Why two-level lookup

Two kinds of cached answer have to coexist:

  • Context-dependent ("what did we decide?", "summarize what I just said") — must NOT leak across conversations.
  • General factual ("what is HNSW?", "list the months") — SHOULD be shared.

The application picks which by setting conversation_id on insert.

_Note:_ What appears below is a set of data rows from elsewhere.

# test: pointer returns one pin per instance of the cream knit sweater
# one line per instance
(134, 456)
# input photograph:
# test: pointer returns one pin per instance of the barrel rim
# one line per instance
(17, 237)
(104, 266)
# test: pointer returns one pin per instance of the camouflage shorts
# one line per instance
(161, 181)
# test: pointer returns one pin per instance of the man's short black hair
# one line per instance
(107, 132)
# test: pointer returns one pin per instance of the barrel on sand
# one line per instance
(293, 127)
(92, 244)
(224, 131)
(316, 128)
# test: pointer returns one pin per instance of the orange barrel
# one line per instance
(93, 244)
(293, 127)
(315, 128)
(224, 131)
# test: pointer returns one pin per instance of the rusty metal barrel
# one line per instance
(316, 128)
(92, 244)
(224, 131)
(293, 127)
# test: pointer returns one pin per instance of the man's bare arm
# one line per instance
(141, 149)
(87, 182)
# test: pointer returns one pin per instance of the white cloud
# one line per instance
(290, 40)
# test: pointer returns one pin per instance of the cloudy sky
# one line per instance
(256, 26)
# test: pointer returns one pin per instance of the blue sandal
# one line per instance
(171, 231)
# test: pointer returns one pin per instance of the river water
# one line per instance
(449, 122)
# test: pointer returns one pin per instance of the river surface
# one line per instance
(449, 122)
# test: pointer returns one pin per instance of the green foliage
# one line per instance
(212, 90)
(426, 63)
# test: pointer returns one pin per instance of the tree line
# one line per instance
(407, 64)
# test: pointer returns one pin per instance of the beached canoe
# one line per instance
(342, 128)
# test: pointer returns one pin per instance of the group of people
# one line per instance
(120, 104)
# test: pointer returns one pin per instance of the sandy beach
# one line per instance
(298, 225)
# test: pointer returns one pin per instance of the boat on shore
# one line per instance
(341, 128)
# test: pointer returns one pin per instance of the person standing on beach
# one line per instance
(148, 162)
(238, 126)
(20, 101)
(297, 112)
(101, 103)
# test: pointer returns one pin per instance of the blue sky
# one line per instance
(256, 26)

Insert: one namespace only

# Context-dependent — goes to conversation namespace
client.insert(
    embedding=embed("We decided on Option B."),
    response="Per our discussion, Option B was selected.",
    query_text="we decided on Option B",
    model_id="all-MiniLM-L6-v2::384",
    conversation_id="conv_2026_05_01",
)

# Generic factual — goes to base namespace (no conversation_id)
client.insert(
    embedding=embed("What is HNSW?"),
    response="Hierarchical Navigable Small World — an ANN graph index.",
    query_text="What is HNSW?",
    model_id="all-MiniLM-L6-v2::384",
)

There is no dual-write. An insert with conversation_id does not also populate the base namespace. Promote-to-global is an explicit, application-level operation.

Query: conversation first, then global

# Within the conversation:
hit = client.query(
    embedding=embed("what did we decide?"),
    threshold=0.85,
    model_id="all-MiniLM-L6-v2::384",
    conversation_id="conv_2026_05_01",
)
# hit["scope"] == "conversation" — context-specific answer found

hit = client.query(
    embedding=embed("HNSW algorithm"),
    threshold=0.85,
    model_id="all-MiniLM-L6-v2::384",
    conversation_id="conv_2026_05_01",
)
# hit["scope"] == "global" — fell back to base namespace; factual answer is shared

A query without conversation_id never sees conversation-namespace entries — base only, and scope is omitted from the response.

A naïve "search both namespaces and pick the best similarity" would let a global entry beat a conversation-specific entry on similarity score. That's wrong: within a conversation, the conversation entry is the right answer even if a global entry is slightly more similar.

Two-level lookup respects priority: conversation > global.

Auto-TTL

Conversations don't naturally end — they just get abandoned. Without TTL, conversation namespaces would accumulate forever.

export FERROCACHE_CONVERSATION_TTL_SECONDS=86400   # 24 hours

When a conversation-scoped insert has no explicit ttl_seconds, FerroCache stamps the auto-TTL on it. Explicit ttl_seconds always wins.

The reaper sweeps expired conversation entries every expire_scan_interval_secs. When a conversation namespace ends up empty, it's pruned (only namespaces with ::conv_ in the name are pruned — base namespaces survive empty).

Composing with cache_scope

Conversation scoping stacks on top of tenant scoping:

client.insert(
    embedding=emb,
    response=ans,
    query_text=q,
    model_id="all-MiniLM-L6-v2::384",
    cache_scope="tenant_abc",
    conversation_id="2026_05_01",
)
# stored under "all-MiniLM-L6-v2::384::tenant_abc::conv_2026_05_01"

Two-level lookup falls back to the scoped base namespace, not the global one:

  • Conversation namespace: model_id::tenant_abc::conv_2026_05_01
  • Fallback: model_id::tenant_abc
  • Never: model_id (base, ignoring the scope)

Tenant isolation is preserved across the fallback.

The scope field

Query responses include scope only when conversation_id was set:

{
  "hit": true,
  "id": "...",
  "response": "...",
  "similarity": 0.91,
  "scope": "conversation"   // or "global" on fallback
}

For queries without conversation_id, scope is absent.

Reserved prefix: conv_

Don't use a cache_scope that starts with conv_. FerroCache adds the conv_ prefix to conversation IDs internally — reserving the prefix on the user-facing cache_scope field prevents collisions.

The reservation is documented but not enforced. If you set cache_scope="conv_foo", you'll get a namespace that looks like a conversation but isn't. Don't.